A state commission proposes thousands of dollars’ worth of fines be levied on CalPERS board members and officers who didn’t properly report gifts they got from investment firms.


By Marc Lifsher, Los Angeles Times
September 13, 2011

Reporting from Sacramento— Board members and officers of the long-troubled California Public Employees’ Retirement System, the nation’s largest pension fund, could be fined thousands of dollars for not properly reporting gifts received from investment firms.

The staff of California’s political ethics watchdog agency, the Fair Political Practices Commission, proposed the fines that will be considered by the full commission Sept. 22.

Though the proposed fines are relatively small, they were a sign that a 2-year-old influence-peddling and corruption scandal at CalPERS has yet to run its course.

The commission said Monday that most of the proposed fines were for not disclosing, as required by state law, the receipt of free meals and gifts, such as bottles of wine, Rose Bowl tickets, jackets and backpacks.

CalPERS, which covers 1.3 million government workers, retirees and their families, said it cooperated with the commission’s inquiry.

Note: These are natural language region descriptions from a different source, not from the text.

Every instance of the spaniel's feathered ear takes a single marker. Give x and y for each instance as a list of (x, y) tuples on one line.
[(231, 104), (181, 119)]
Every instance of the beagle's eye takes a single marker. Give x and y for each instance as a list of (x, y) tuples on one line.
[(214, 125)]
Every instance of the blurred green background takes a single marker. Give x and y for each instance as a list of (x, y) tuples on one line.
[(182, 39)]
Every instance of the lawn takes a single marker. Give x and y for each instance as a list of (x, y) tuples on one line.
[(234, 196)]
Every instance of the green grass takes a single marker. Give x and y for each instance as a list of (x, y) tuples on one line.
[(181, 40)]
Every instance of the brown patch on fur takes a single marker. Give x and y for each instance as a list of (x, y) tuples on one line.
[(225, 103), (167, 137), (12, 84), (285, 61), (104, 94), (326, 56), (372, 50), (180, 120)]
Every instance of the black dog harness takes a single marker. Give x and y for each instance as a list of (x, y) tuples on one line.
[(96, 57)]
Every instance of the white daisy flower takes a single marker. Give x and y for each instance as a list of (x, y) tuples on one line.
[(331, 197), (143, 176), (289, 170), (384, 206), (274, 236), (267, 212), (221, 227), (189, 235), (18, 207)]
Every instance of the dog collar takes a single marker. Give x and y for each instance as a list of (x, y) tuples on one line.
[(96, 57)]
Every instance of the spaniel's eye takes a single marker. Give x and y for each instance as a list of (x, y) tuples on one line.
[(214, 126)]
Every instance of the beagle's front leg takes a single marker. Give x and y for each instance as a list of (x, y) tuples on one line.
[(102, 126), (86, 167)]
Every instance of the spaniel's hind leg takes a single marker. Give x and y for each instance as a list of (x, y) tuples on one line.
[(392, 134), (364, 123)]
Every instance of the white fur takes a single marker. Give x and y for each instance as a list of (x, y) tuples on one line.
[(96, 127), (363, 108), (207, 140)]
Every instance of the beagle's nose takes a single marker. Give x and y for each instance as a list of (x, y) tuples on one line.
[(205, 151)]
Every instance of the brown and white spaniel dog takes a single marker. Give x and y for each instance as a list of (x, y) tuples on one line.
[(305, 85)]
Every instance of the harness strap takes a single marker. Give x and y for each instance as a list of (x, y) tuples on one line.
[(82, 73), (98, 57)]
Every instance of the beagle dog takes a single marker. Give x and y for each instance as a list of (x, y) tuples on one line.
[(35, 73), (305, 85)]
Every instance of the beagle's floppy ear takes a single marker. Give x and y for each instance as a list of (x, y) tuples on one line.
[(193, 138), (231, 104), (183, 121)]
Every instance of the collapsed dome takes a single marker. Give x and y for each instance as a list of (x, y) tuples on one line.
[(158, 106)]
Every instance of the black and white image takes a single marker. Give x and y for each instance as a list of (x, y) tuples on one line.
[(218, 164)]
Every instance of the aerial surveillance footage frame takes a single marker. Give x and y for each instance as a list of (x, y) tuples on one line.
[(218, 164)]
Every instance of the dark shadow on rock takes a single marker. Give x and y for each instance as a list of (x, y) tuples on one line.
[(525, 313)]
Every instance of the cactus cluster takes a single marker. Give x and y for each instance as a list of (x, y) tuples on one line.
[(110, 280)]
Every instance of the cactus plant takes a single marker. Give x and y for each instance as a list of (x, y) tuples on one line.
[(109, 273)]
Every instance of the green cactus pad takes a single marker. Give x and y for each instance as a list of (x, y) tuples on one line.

“We have strengthened our reporting policies and increased training to all staff required to file to ensure our complete compliance in the future,” CalPERS spokesman Brad Pacheco said.

By law, if state government employees receive gifts worth more than a combined $50 from a single source in a year, they must report all those gifts. The maximum total value of gifts allowed in a year from a single source is $420.